Pfarrer Martin Limberg segnet die Bücker-Bibel im Querschiff der St.-Amandus-Kirche.

Am heutigen Sonntag (04.11.) hat Pfarrer Martin Limberg im Rahmen der Hl. Messe zwei Erinnerungsstücke eingesegnet, die in die renovierte St.-Amandus-Kirche eingebracht wurden.

Aus der St.-Antonius-Kirche, die vor einer Woche profaniert wurde, hat die sogenannte "Bücker-Bibel" im Querschiff der Pfarrkirche ihren neuen Platz gefunden. Der aus Vellern stammende Künstler Heinrich Bücker setzte sich neben seiner bildhauerischen Tätigkeit intensiv mit der Bibel auseinander. 1964 erschien im Großformat die Bibel "Bilder des Heils" in einer Übersetzung von Martin Buber. Die Bilder und den Text dieser Bibel malte und schrieb Bücker mit schwarzer Tusche mit einem elastischen Haarpinsel in einer besonderen Technik, die der ostasiatischen Malerei entstammt.

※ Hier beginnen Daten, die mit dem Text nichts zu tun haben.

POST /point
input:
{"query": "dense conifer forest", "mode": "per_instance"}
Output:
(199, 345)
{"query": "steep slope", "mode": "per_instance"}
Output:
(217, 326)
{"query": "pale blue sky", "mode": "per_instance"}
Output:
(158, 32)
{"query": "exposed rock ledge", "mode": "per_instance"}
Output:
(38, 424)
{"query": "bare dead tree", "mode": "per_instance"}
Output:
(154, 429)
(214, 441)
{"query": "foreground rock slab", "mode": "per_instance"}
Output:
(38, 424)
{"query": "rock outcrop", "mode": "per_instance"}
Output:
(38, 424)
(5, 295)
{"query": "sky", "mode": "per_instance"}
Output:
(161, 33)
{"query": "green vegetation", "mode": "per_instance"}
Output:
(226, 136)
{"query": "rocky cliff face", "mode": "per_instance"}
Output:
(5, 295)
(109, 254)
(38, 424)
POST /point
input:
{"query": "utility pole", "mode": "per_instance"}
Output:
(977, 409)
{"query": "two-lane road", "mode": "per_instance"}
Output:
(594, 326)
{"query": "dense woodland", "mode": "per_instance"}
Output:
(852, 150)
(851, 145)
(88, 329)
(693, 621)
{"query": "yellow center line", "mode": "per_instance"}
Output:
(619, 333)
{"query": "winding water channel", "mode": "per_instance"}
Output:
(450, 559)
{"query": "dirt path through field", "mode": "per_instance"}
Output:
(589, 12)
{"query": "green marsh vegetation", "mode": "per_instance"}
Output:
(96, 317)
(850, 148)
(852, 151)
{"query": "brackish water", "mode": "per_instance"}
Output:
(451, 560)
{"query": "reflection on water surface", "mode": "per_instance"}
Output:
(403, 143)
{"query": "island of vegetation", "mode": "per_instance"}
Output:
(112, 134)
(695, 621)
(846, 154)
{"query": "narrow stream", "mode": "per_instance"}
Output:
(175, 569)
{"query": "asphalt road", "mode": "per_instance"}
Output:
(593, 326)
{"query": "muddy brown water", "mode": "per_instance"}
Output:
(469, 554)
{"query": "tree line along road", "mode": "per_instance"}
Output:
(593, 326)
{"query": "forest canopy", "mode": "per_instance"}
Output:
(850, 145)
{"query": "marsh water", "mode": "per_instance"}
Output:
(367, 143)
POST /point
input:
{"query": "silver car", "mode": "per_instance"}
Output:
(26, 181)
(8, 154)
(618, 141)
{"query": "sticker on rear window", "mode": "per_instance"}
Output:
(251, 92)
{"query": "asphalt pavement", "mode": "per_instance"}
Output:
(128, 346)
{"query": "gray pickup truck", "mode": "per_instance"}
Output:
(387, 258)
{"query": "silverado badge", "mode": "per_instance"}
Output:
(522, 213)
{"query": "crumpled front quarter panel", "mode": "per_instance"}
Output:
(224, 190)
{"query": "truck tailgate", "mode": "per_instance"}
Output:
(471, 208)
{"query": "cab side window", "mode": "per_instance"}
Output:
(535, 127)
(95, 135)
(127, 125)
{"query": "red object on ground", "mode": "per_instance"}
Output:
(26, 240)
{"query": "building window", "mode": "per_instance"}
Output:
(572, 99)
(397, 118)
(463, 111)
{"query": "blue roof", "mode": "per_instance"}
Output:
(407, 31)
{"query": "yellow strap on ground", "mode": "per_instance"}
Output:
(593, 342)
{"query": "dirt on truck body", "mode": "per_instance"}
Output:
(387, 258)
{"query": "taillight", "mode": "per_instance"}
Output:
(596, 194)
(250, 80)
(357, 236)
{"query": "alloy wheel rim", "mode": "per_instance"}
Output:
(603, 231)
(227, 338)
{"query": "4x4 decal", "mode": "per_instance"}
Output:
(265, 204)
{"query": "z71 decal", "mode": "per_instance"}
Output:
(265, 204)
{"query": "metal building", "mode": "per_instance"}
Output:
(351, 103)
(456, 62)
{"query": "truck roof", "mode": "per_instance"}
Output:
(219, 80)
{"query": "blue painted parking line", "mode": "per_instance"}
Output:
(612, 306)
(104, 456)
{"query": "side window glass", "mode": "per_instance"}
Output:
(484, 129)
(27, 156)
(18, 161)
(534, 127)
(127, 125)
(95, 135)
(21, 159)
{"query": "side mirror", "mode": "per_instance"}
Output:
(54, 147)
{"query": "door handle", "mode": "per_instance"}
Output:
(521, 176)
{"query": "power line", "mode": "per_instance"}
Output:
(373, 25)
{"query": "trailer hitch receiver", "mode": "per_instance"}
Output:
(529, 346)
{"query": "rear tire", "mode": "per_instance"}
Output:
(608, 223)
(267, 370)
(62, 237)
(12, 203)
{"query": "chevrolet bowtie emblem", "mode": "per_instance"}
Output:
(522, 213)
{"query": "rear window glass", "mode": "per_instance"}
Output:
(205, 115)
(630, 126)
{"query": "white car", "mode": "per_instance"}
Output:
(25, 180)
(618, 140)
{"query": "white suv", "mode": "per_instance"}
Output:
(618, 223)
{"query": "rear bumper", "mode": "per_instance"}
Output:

Eine neu gefertigte in Sandstein gemeißelte Rose soll an den Gottesdienstraum im ehemaligen Gemeindezentrum St. Marien im Stadtteil Dümmer erinnern. Die Sandsteinrose hat ihren Platz in der Marienkapelle der St.-Amandus-Kirche gefunden. In dem zur ehemaligen Gemeinde St. Josef gehörenden Rektorat St. Marien Dümmer wurde der Brauch gepflegt, zu verschiedenen Anlässen, u.a. zu Einführungen und Verabschiedungen von Seelsorgern, jeweils eine Rose zu schenken.

Bereits im April konnte vor dem Neuen Turm der St.-Amandus-Kirche das sogenannte Höttingkreuz aufgestellt werden, das am ehemaligen Gemeindezentrum im Stadtteil Hötting stand und an seinem neuen Standort an den dortigen Gottesdienstraum erinnern soll.